È, senza rimpianti, “un cervello in fuga”. Valerio Bonelli, napoletano, 45 anni, ha lasciato l’Italia per Londra per studiare cinema, e a ventuno si è ritrovato nella sala di montaggio del Gladiatore di Ridley Scott, assistente del due volte premio Oscar Pietro Scalia. Un’esperienza volano per una carriera folgorante da montatore dei
film di Stephen Frears e Joe Wright (sta lavorando al suo Cyrano). Ma a far parlare, di recente, è un documentario: SanPa, la serie Netflix su San Patrignano diretta da sua moglie Cosima Spender. Ne
discuterà stasera alle 19 in diretta web sulla pagina Facebook di Bietti, la casa editrice milanese specializzata in cinema che ha
appena pubblicato L’arte invisibile del montaggio, una sua lunga
intervista a cura di Elisa Torsiello, per la collana Fotogrammi.
Chi è il montatore?
«È l’uomo nell’ombra, lo psicologo e l’amico del regista, il primo critico di un film. La sala di montaggio è quasi un confessionale. Il set è un mondo veloce dove il regista deve innalzare delle barriere per proteggersi, Fellini si sentiva come un cristiano nell’arena
dei leoni. Invece quando sei a tu per tu nel silenzio della sala di montaggio devi metter giù la calata di poker, vedere quello che hai portato a casa davvero con le riprese. E il montatore deve usare la sua intelligenza umana e narrativa per esaltare il buono e correggere i fallimenti».

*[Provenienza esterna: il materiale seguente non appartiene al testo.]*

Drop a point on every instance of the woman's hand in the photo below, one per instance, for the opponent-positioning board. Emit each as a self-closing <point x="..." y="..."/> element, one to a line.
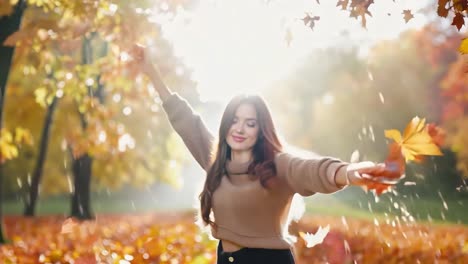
<point x="372" y="176"/>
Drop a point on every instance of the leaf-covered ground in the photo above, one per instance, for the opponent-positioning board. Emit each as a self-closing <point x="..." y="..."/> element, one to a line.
<point x="173" y="238"/>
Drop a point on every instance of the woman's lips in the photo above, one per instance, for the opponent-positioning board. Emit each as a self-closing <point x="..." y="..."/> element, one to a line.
<point x="238" y="139"/>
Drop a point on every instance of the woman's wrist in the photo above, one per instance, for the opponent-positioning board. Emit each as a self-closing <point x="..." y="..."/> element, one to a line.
<point x="341" y="176"/>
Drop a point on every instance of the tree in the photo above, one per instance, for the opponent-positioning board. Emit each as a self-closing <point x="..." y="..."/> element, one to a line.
<point x="100" y="145"/>
<point x="8" y="24"/>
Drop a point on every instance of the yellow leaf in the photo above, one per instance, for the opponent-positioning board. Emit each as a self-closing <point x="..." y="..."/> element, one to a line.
<point x="6" y="136"/>
<point x="415" y="126"/>
<point x="417" y="141"/>
<point x="463" y="46"/>
<point x="23" y="136"/>
<point x="8" y="151"/>
<point x="393" y="134"/>
<point x="41" y="95"/>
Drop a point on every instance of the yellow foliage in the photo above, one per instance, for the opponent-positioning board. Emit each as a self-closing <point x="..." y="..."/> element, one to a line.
<point x="9" y="143"/>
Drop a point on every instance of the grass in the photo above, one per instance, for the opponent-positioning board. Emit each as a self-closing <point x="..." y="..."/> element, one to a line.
<point x="348" y="204"/>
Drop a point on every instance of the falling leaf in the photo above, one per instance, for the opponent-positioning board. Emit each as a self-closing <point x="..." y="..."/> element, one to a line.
<point x="418" y="139"/>
<point x="310" y="21"/>
<point x="343" y="4"/>
<point x="463" y="46"/>
<point x="442" y="11"/>
<point x="312" y="240"/>
<point x="458" y="21"/>
<point x="407" y="15"/>
<point x="415" y="140"/>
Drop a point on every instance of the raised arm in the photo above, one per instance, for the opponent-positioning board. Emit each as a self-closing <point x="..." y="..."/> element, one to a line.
<point x="184" y="120"/>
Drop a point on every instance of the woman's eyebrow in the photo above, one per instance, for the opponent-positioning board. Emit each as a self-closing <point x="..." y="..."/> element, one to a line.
<point x="248" y="119"/>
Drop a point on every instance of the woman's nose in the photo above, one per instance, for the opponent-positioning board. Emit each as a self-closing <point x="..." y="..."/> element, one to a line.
<point x="239" y="128"/>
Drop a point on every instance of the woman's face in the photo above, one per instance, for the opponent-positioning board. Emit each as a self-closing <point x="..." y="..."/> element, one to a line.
<point x="243" y="133"/>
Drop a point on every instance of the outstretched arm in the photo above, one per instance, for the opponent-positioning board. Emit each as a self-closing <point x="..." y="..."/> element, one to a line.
<point x="307" y="176"/>
<point x="184" y="120"/>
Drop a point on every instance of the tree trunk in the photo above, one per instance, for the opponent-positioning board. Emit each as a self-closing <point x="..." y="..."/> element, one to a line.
<point x="80" y="207"/>
<point x="37" y="173"/>
<point x="82" y="166"/>
<point x="8" y="25"/>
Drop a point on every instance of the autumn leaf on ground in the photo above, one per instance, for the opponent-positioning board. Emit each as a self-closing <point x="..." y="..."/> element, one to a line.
<point x="316" y="239"/>
<point x="407" y="15"/>
<point x="68" y="226"/>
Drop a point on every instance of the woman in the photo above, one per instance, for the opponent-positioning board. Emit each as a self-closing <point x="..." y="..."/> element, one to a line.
<point x="250" y="181"/>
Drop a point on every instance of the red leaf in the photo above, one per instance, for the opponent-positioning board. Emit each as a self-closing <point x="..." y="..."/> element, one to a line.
<point x="407" y="15"/>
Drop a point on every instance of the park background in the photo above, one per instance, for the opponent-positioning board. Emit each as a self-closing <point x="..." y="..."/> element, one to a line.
<point x="84" y="135"/>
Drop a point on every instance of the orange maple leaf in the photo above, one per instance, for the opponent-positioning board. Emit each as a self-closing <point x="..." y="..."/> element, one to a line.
<point x="417" y="140"/>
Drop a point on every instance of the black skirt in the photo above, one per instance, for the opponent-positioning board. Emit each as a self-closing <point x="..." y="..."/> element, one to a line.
<point x="255" y="256"/>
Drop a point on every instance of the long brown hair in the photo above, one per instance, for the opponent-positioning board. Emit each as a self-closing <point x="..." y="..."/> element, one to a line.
<point x="264" y="150"/>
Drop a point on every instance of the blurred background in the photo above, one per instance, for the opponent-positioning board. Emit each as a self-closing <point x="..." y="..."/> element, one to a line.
<point x="84" y="133"/>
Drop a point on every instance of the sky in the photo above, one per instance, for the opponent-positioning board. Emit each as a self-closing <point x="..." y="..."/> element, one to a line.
<point x="240" y="46"/>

Niente condiscendenza, insomma?
«In Italia per tradizione il regista è il maestro burattinaio. Ma è un errore fare tutto quello che vuole, lo dico anche ai miei studenti: noi siamo i primi spettatori di un film, dobbiamo essere onesti, portare la nostra idea. Siamo coautori nell’ombra, anche se all’inizio mi dava fastidio. Con il documentario vale ancora di più».
Difatti il montaggio è parte essenziale in “SanPa”. Si aspettava un tale riscontro?
«Mi aspettavo che avrebbe riaperto il dibattito. Io non ho vissuto la storia di San Patrignano, ero troppo bambino, oppure certi episodi del 1990-95 me li ricordo, dall’omicidio di Maranzano alla legge sulla droga. Da quello che mi dicono gli amici in Italia, il pubblico ha apprezzato il modo in cui abbiamo raccontato questa storia controversa».
Come?
«Non avevamo preconcetti. Cosima è interessata a raccontare le zone
grigie, e la tossicodipendenza, come diceva Muccioli, è una trincea di
guerra, è doveroso dar conto anche di chi non ce l’ha fatta. Il nostro approccio è stato quello di deviare dall’aspetto giornalistico per raccontare storie umane, di persone. Eravamo più interessati all’evoluzione emotiva delle storie che alla cronologia. Esperienze
contrastanti come quella di Fabio Cantelli, salvato dall’eroina ma tenuto all’oscuro di aver contratto l’Aids. O come quella di Muccioli stesso».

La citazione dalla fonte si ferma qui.